Versione 264 pag. 300 (Vertendi itinera)
Sfrenatezza e depravazione nella Roma neroniana
I costumi degli antichi, aboliti a poco a poco, furono abbattuti del tutto dalla dissolutezza importata, cosicché nella città si vedeva ciò che in qualche luogo era corrotto e corrompeva, e la gioventù degenerava a causa delle passioni straniere, della frequentazione delle palestre e dell’esercizio degli ozi e degli amori illeciti, grazie al sostegno del principe e del senato, i quali non solo permettevano la dissolutezza con i vizi, ma ricorrevano alla forza affinché i nobili romani fossero disonorati in pubblico dal genere di orazioni e poesie. Cosa restava, se non per spogliare anche i corpi, prendere i cesti e preparare queste battaglie al posto del servizio militare e delle armi? O forse la giustizia si sarebbe accresciuta e le decurie dei cavalieri avrebbero compiuto meglio l’eccellente funzione di giudicare, se avessero ascoltato con perizia molli suoni e la dolcezza dei canti? Anche le notti si rivolsero alla vergogna, affinché non fosse lasciato del tempo al pudore, ma nella folla promiscua i più depravati osassero nelle tenebre ciò che avevano desiderato ardentemente di giorno.

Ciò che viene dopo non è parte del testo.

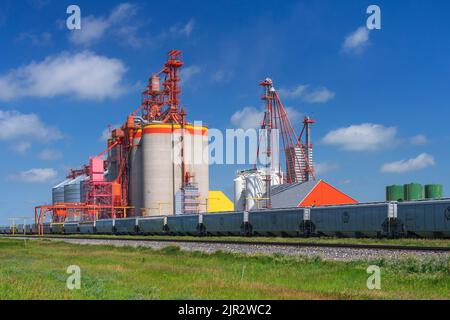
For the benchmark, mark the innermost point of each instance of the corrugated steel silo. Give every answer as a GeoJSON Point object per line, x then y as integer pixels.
{"type": "Point", "coordinates": [434, 191]}
{"type": "Point", "coordinates": [72, 190]}
{"type": "Point", "coordinates": [414, 191]}
{"type": "Point", "coordinates": [394, 193]}
{"type": "Point", "coordinates": [58, 191]}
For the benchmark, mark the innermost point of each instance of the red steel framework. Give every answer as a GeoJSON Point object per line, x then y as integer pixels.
{"type": "Point", "coordinates": [276, 118]}
{"type": "Point", "coordinates": [160, 102]}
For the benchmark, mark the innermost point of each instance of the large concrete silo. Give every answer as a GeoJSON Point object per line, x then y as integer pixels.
{"type": "Point", "coordinates": [162, 164]}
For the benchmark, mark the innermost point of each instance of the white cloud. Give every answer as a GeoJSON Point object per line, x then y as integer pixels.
{"type": "Point", "coordinates": [21, 147]}
{"type": "Point", "coordinates": [83, 75]}
{"type": "Point", "coordinates": [293, 93]}
{"type": "Point", "coordinates": [118, 24]}
{"type": "Point", "coordinates": [419, 139]}
{"type": "Point", "coordinates": [251, 118]}
{"type": "Point", "coordinates": [320, 95]}
{"type": "Point", "coordinates": [303, 92]}
{"type": "Point", "coordinates": [248, 117]}
{"type": "Point", "coordinates": [15, 125]}
{"type": "Point", "coordinates": [184, 30]}
{"type": "Point", "coordinates": [50, 154]}
{"type": "Point", "coordinates": [36, 175]}
{"type": "Point", "coordinates": [189, 72]}
{"type": "Point", "coordinates": [363, 137]}
{"type": "Point", "coordinates": [222, 76]}
{"type": "Point", "coordinates": [422, 161]}
{"type": "Point", "coordinates": [36, 39]}
{"type": "Point", "coordinates": [357, 40]}
{"type": "Point", "coordinates": [324, 167]}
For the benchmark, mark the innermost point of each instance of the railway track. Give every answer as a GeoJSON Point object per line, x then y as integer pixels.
{"type": "Point", "coordinates": [252, 243]}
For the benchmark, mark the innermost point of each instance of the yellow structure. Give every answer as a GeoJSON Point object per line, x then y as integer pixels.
{"type": "Point", "coordinates": [219, 202]}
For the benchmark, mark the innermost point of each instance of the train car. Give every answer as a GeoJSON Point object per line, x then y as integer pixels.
{"type": "Point", "coordinates": [225, 224]}
{"type": "Point", "coordinates": [47, 228]}
{"type": "Point", "coordinates": [71, 228]}
{"type": "Point", "coordinates": [105, 226]}
{"type": "Point", "coordinates": [428, 219]}
{"type": "Point", "coordinates": [279, 222]}
{"type": "Point", "coordinates": [86, 227]}
{"type": "Point", "coordinates": [57, 228]}
{"type": "Point", "coordinates": [152, 225]}
{"type": "Point", "coordinates": [29, 229]}
{"type": "Point", "coordinates": [20, 229]}
{"type": "Point", "coordinates": [126, 226]}
{"type": "Point", "coordinates": [362, 220]}
{"type": "Point", "coordinates": [185, 225]}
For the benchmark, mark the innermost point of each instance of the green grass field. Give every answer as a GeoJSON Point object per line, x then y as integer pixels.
{"type": "Point", "coordinates": [35, 269]}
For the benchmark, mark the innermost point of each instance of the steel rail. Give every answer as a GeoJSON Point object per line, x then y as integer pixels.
{"type": "Point", "coordinates": [251, 243]}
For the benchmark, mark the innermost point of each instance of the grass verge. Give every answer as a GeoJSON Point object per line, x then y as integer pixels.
{"type": "Point", "coordinates": [402, 242]}
{"type": "Point", "coordinates": [37, 270]}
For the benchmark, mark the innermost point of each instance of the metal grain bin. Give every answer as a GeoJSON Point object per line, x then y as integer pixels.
{"type": "Point", "coordinates": [29, 229]}
{"type": "Point", "coordinates": [425, 218]}
{"type": "Point", "coordinates": [19, 228]}
{"type": "Point", "coordinates": [86, 227]}
{"type": "Point", "coordinates": [413, 191]}
{"type": "Point", "coordinates": [57, 228]}
{"type": "Point", "coordinates": [277, 222]}
{"type": "Point", "coordinates": [361, 220]}
{"type": "Point", "coordinates": [434, 191]}
{"type": "Point", "coordinates": [151, 226]}
{"type": "Point", "coordinates": [126, 226]}
{"type": "Point", "coordinates": [71, 227]}
{"type": "Point", "coordinates": [184, 225]}
{"type": "Point", "coordinates": [224, 224]}
{"type": "Point", "coordinates": [394, 193]}
{"type": "Point", "coordinates": [105, 226]}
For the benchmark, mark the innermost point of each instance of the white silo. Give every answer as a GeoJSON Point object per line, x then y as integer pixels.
{"type": "Point", "coordinates": [162, 164]}
{"type": "Point", "coordinates": [239, 193]}
{"type": "Point", "coordinates": [136, 174]}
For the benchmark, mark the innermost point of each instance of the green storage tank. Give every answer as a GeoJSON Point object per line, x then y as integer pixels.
{"type": "Point", "coordinates": [413, 191]}
{"type": "Point", "coordinates": [434, 191]}
{"type": "Point", "coordinates": [394, 193]}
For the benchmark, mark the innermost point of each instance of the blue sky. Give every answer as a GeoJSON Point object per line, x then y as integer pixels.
{"type": "Point", "coordinates": [380, 98]}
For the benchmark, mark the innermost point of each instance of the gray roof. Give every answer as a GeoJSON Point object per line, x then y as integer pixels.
{"type": "Point", "coordinates": [290, 195]}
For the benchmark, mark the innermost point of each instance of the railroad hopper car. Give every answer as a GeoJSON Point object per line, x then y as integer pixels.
{"type": "Point", "coordinates": [225, 224]}
{"type": "Point", "coordinates": [152, 225]}
{"type": "Point", "coordinates": [363, 220]}
{"type": "Point", "coordinates": [126, 226]}
{"type": "Point", "coordinates": [185, 225]}
{"type": "Point", "coordinates": [71, 228]}
{"type": "Point", "coordinates": [57, 228]}
{"type": "Point", "coordinates": [5, 230]}
{"type": "Point", "coordinates": [106, 226]}
{"type": "Point", "coordinates": [87, 227]}
{"type": "Point", "coordinates": [278, 222]}
{"type": "Point", "coordinates": [427, 219]}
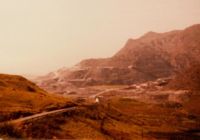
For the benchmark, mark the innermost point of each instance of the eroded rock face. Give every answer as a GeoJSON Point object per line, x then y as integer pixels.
{"type": "Point", "coordinates": [153, 56]}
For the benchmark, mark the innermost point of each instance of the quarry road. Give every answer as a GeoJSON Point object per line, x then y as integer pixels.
{"type": "Point", "coordinates": [102, 92]}
{"type": "Point", "coordinates": [40, 115]}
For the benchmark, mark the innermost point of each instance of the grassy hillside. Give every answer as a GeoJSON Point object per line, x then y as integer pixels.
{"type": "Point", "coordinates": [20, 97]}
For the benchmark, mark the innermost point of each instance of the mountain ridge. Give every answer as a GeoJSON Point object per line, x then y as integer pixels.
{"type": "Point", "coordinates": [152, 56]}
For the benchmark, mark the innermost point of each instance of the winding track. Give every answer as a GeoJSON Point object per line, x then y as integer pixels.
{"type": "Point", "coordinates": [40, 115]}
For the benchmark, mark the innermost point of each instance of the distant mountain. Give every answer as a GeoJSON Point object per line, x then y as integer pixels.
{"type": "Point", "coordinates": [188, 79]}
{"type": "Point", "coordinates": [152, 56]}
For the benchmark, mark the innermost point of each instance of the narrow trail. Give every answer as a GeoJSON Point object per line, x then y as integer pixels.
{"type": "Point", "coordinates": [39, 115]}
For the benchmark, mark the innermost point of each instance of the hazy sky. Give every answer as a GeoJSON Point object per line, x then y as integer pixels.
{"type": "Point", "coordinates": [39, 36]}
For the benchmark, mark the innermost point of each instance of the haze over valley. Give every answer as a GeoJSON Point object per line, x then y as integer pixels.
{"type": "Point", "coordinates": [108, 70]}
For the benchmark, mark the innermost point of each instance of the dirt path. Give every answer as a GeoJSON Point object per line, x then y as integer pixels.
{"type": "Point", "coordinates": [40, 115]}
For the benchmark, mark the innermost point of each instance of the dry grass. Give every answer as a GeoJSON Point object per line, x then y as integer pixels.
{"type": "Point", "coordinates": [20, 97]}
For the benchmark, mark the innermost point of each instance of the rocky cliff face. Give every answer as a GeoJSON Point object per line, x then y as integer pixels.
{"type": "Point", "coordinates": [154, 55]}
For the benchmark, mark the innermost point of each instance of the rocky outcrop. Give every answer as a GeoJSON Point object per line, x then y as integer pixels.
{"type": "Point", "coordinates": [153, 56]}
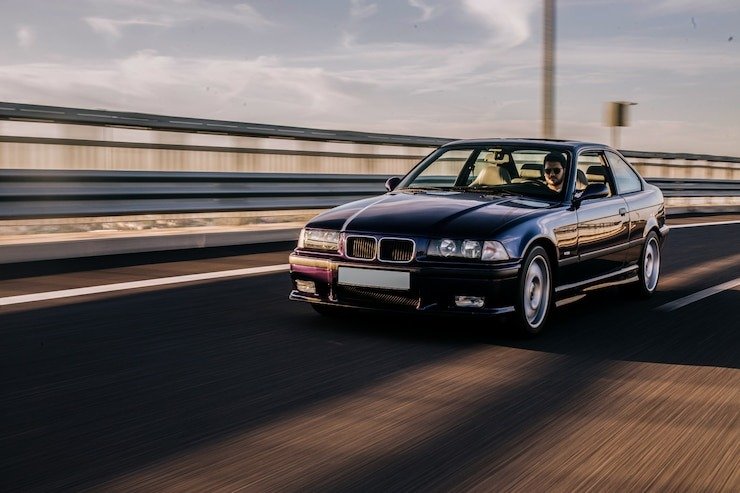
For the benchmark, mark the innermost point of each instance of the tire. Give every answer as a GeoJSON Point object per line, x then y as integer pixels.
{"type": "Point", "coordinates": [534, 299]}
{"type": "Point", "coordinates": [649, 267]}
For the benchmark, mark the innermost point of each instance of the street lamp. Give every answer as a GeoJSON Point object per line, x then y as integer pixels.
{"type": "Point", "coordinates": [548, 78]}
{"type": "Point", "coordinates": [615, 116]}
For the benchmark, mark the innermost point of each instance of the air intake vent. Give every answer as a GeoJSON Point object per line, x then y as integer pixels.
{"type": "Point", "coordinates": [396, 250]}
{"type": "Point", "coordinates": [360, 247]}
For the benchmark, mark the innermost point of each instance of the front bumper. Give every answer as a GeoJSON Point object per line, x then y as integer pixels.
{"type": "Point", "coordinates": [433, 286]}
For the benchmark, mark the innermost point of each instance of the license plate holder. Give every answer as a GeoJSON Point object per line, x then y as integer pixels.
{"type": "Point", "coordinates": [375, 278]}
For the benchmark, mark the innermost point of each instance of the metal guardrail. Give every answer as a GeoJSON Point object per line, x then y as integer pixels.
{"type": "Point", "coordinates": [56, 114]}
{"type": "Point", "coordinates": [79, 116]}
{"type": "Point", "coordinates": [26, 194]}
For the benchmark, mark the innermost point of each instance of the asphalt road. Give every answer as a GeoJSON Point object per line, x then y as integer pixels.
{"type": "Point", "coordinates": [228, 386]}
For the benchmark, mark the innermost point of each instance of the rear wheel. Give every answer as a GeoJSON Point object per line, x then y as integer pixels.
{"type": "Point", "coordinates": [534, 296]}
{"type": "Point", "coordinates": [649, 266]}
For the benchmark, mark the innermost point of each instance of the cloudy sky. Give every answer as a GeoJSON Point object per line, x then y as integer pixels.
{"type": "Point", "coordinates": [441, 68]}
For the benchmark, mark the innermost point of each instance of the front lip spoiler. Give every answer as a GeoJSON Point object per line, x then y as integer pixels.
{"type": "Point", "coordinates": [432, 308]}
{"type": "Point", "coordinates": [496, 272]}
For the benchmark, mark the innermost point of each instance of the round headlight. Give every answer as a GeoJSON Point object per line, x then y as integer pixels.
{"type": "Point", "coordinates": [471, 249]}
{"type": "Point", "coordinates": [447, 248]}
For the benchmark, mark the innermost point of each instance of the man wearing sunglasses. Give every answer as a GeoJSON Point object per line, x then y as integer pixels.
{"type": "Point", "coordinates": [555, 171]}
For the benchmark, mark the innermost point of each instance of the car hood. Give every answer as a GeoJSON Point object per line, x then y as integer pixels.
{"type": "Point", "coordinates": [429, 213]}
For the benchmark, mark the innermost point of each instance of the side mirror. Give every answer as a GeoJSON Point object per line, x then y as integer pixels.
{"type": "Point", "coordinates": [392, 182]}
{"type": "Point", "coordinates": [592, 191]}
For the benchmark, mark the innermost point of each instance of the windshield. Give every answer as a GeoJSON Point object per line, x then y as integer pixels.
{"type": "Point", "coordinates": [491, 170]}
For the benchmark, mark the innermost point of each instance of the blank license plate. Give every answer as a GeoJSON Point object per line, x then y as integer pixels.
{"type": "Point", "coordinates": [374, 278]}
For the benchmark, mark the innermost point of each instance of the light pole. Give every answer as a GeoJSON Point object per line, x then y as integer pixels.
{"type": "Point", "coordinates": [548, 79]}
{"type": "Point", "coordinates": [615, 116]}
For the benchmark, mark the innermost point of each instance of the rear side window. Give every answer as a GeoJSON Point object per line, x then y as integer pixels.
{"type": "Point", "coordinates": [625, 177]}
{"type": "Point", "coordinates": [594, 169]}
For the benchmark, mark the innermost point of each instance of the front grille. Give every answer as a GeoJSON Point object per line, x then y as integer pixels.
{"type": "Point", "coordinates": [376, 297]}
{"type": "Point", "coordinates": [361, 247]}
{"type": "Point", "coordinates": [396, 250]}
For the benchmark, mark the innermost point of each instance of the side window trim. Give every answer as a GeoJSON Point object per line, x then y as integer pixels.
{"type": "Point", "coordinates": [612, 156]}
{"type": "Point", "coordinates": [608, 175]}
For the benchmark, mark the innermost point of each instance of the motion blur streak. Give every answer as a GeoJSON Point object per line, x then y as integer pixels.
{"type": "Point", "coordinates": [123, 286]}
{"type": "Point", "coordinates": [705, 270]}
{"type": "Point", "coordinates": [341, 435]}
{"type": "Point", "coordinates": [675, 305]}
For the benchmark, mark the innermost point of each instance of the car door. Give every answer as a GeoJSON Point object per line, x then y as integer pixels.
{"type": "Point", "coordinates": [603, 223]}
{"type": "Point", "coordinates": [630, 186]}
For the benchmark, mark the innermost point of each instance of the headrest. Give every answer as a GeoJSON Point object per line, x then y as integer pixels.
{"type": "Point", "coordinates": [596, 173]}
{"type": "Point", "coordinates": [532, 170]}
{"type": "Point", "coordinates": [492, 175]}
{"type": "Point", "coordinates": [581, 179]}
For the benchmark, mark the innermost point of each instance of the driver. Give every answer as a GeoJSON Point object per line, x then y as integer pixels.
{"type": "Point", "coordinates": [555, 171]}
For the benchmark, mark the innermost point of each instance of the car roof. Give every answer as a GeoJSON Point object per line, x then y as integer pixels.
{"type": "Point", "coordinates": [535, 142]}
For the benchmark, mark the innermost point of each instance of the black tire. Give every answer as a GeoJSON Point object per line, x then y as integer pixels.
{"type": "Point", "coordinates": [534, 293]}
{"type": "Point", "coordinates": [648, 272]}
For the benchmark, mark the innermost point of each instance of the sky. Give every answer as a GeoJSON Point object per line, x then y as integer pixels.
{"type": "Point", "coordinates": [435, 68]}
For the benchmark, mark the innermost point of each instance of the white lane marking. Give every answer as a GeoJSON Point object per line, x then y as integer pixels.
{"type": "Point", "coordinates": [681, 302]}
{"type": "Point", "coordinates": [696, 225]}
{"type": "Point", "coordinates": [122, 286]}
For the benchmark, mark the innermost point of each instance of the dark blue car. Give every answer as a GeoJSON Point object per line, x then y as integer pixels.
{"type": "Point", "coordinates": [487, 227]}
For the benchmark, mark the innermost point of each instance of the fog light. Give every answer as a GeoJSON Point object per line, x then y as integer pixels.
{"type": "Point", "coordinates": [470, 301]}
{"type": "Point", "coordinates": [305, 286]}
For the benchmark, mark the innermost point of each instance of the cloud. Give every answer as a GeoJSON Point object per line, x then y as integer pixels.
{"type": "Point", "coordinates": [113, 27]}
{"type": "Point", "coordinates": [509, 20]}
{"type": "Point", "coordinates": [427, 12]}
{"type": "Point", "coordinates": [678, 6]}
{"type": "Point", "coordinates": [168, 13]}
{"type": "Point", "coordinates": [26, 37]}
{"type": "Point", "coordinates": [361, 10]}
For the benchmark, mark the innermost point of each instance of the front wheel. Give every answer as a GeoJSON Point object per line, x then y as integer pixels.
{"type": "Point", "coordinates": [534, 296]}
{"type": "Point", "coordinates": [649, 266]}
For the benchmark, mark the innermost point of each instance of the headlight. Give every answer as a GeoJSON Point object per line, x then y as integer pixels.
{"type": "Point", "coordinates": [472, 249]}
{"type": "Point", "coordinates": [319, 239]}
{"type": "Point", "coordinates": [493, 250]}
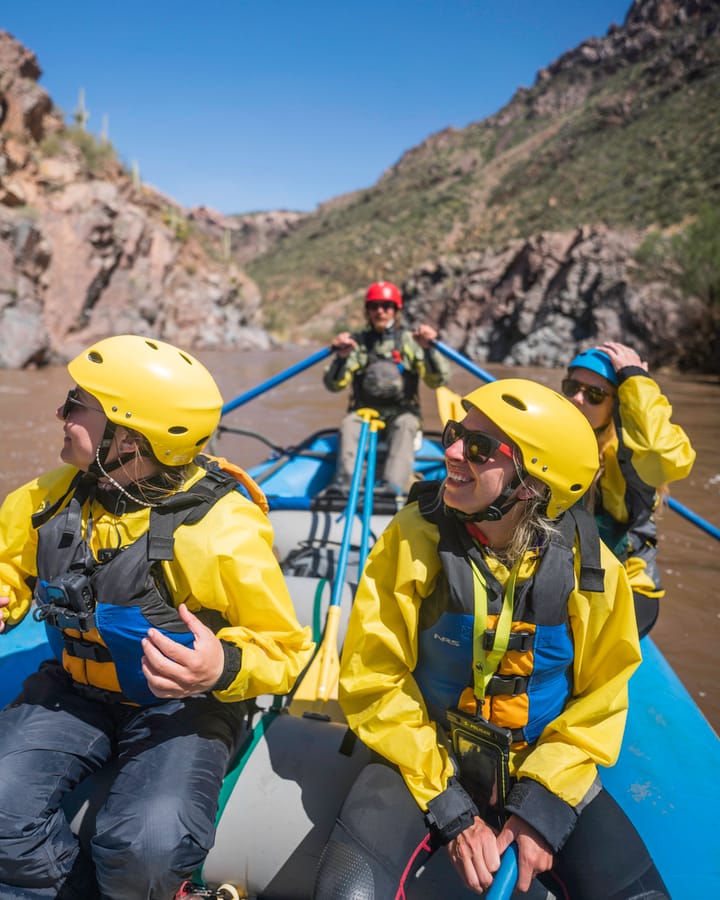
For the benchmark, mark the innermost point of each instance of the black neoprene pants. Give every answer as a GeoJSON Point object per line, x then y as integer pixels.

Versione 270 pag. 307 (Vertendi itinera)
Dei e fato
La mia opinione è in dubbio, se gli eventi dei mortali siano determinati dal fato e da una necessità immutabile o dal caso. Infatti chi si sforza di emulare i più sapienti tra gli antichi e i loro principi, scoprirà che sono discordi, e che per molti il parere naturale è che né la nostra nascita, né la morte, né pertanto gli uomini stanno a cuore agli dei; perciò molto spesso gli avvenimenti funesti accadono agli onesti, quelli piacevoli invece agli uomini peggiori. Al contrario, altri ritengono che il fato corrisponde senza dubbio ai fatti, ma non per i pianeti, bensì nei principi e nella connessione di cause naturali; e tuttavia ci lasciano la scelta del genere di vita, e quando l’avessimo decisa, un certo ordine del futuro. E non è male o bene ciò che il popolo ritiene tale: molti, sebbene sembrino afflitti dalle avversità, sono felici, moltissimi invece, pur con tante ricchezze sono molto sventurati, se quelli tollerano regolarmente una sorte insopportabile, questi usano sconsideratamente la fortuna. Tuttavia alla maggior parte dei mortali non si può togliere dalla testa l’idea che sin dalla nascita di chiunque il futuro è stabilito, ma contro questa opinione si dice che proprio il futuro accade sconosciuto agli inganni di quelli che parlano: così la lealtà è corrotta dall’abilità, lealtà di cui avevano narrato i famosi esempi e l’età antica e la nostra.